A transaction is not subject to forced execution until it is homologated”.
Second, many arbitration provisions allow an arbitral tribunal to adopt a settlement as an award. The decision distinguishes between the parties’ leeway to agree, subsequent to a resolution, if/how to give them and the courts room to examine more about the resolution of their dispute.
On a transaction, the parties can give the court more jurisdiction to examine the merits. On an award, the parties cannot. Parties should therefore pay special attention to the role they wish the court have post-resolution and adopt the correct form: transaction or award.
“Article 32 1. If, before a final Award is made, the parties reach a settlement, they may notify the Centre of their intention to terminate the arbitral procedure.
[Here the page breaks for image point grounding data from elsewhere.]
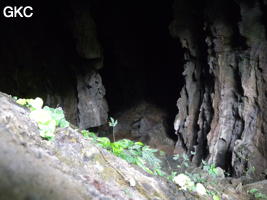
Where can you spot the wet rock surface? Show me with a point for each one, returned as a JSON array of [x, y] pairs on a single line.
[[70, 167], [144, 122], [222, 109]]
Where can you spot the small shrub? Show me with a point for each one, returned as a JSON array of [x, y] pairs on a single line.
[[47, 118]]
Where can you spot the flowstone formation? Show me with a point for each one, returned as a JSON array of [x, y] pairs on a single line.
[[222, 108]]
2. At the request of the parties, the Tribunal may record the settlement in the form of an Award. Such Award shall indicate that it is made by consent of the parties; it need not state any other reasons”.
For further example, the International Centre for Dispute Resolution in its Canadian Dispute Resolution Procedures Arbitration Rules at article 32 “Settlement or Other Reasons for Termination” para. 1 provides as follows:
“If the parties settle the dispute before a final award is made, the arbitral tribunal shall terminate the arbitration and, if requested by all parties, may record the settlement in the form of a consent award on agreed terms. The tribunal is not obliged to give reasons for such an award”.
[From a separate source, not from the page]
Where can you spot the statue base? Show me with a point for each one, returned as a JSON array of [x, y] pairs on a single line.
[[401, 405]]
Third, for more on the finality of settlements and attempts to rescind them, see the recent Arbitration Matters note “Settlement rescinded based on innocent misrepresentation of material fact unknown to Defendant” regarding Deschenes v. Lalonde, 2020 ONCA 304. In that decision, Ontario’s Court of Appeal upheld rescission of a settlement on the basis of Defendant’s innocent misrepresentation regarding a fact material to Plaintiff’s decision to settlement. Defendant’s actual or constructive knowledge that the representation was false was unnecessary. The Court distinguished rescission based on innocent misrepresentation from rescission based on unilateral mistake. Despite the strong presumption favouring finality of settlements, the Court reiterated that the ways to “upset” a settlement are the same as those applicable to other contracts, including fraud, misrepresentation, duress, undue influence, unconscionability, or mutual or unilateral mistake.
The list of requirements for rescission based on innocent or non-fraudulent misrepresentation are listed in Kingu v. Walmar Ventures Ltd., 1986 CanLII 142 (BC CA), referred to by the Court of Appeal in its reasons.
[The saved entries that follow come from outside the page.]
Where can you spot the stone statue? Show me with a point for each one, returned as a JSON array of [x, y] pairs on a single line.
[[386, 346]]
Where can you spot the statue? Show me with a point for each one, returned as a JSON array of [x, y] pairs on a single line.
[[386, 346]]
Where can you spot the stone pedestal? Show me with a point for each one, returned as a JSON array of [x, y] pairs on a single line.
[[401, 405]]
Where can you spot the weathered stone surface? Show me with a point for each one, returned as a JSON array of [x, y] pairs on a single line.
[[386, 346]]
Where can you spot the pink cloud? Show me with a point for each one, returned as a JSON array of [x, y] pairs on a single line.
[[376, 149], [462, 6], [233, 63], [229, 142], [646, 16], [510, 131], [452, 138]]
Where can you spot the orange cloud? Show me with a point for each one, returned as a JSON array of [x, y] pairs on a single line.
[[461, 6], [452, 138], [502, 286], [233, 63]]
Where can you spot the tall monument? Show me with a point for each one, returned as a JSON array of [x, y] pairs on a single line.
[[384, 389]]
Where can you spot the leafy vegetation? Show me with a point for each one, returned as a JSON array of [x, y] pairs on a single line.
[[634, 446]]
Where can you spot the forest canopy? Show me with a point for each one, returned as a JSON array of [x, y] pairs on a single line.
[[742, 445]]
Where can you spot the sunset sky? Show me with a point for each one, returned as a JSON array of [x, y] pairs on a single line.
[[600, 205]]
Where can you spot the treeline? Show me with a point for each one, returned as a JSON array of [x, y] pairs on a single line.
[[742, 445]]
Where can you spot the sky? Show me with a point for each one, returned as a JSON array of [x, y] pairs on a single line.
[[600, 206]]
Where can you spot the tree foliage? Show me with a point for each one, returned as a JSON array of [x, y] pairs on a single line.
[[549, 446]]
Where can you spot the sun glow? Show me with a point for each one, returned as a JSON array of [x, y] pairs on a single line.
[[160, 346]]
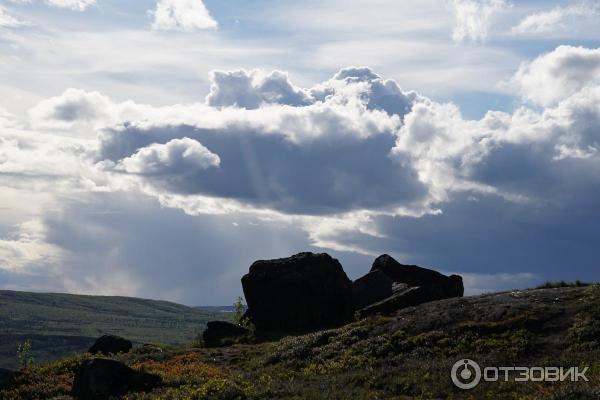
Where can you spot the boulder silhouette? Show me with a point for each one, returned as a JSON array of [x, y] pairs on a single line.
[[110, 344], [300, 293], [7, 378], [103, 379], [413, 275], [403, 297], [217, 333], [371, 288]]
Fourth, for more on different challenges to settlements and defenses to alleged breach of settlement, see “Absent party bound by disputed settlement terms signed by authorized solicitor/agent” regarding Bakken v. Bakken, 2020 SKQB 127. In that decision, Madam Justice Brenda R. Hildebrandt held defendant to a mediated settlement regarding sale of land, holding that defendant authorized counsel to attend as her solicitor/agent and consulting her by telephone during the mediation prior to counsel’s signature. Disagreement between the parties regarding the settlement lead to litigation to enforce purportedly unclear terms documented by the settlement. Litigation, filed May 20, 2010, was resolved ten (10) years later by trial judgment on May 7, 2020. Hildebrandt J.’s reasons explore possible, but unsuccessful, defenses to a breach of settlement claim, including frustration and three (3) types of contractual mistake: common mistake, unilateral mistake, mutual mistake.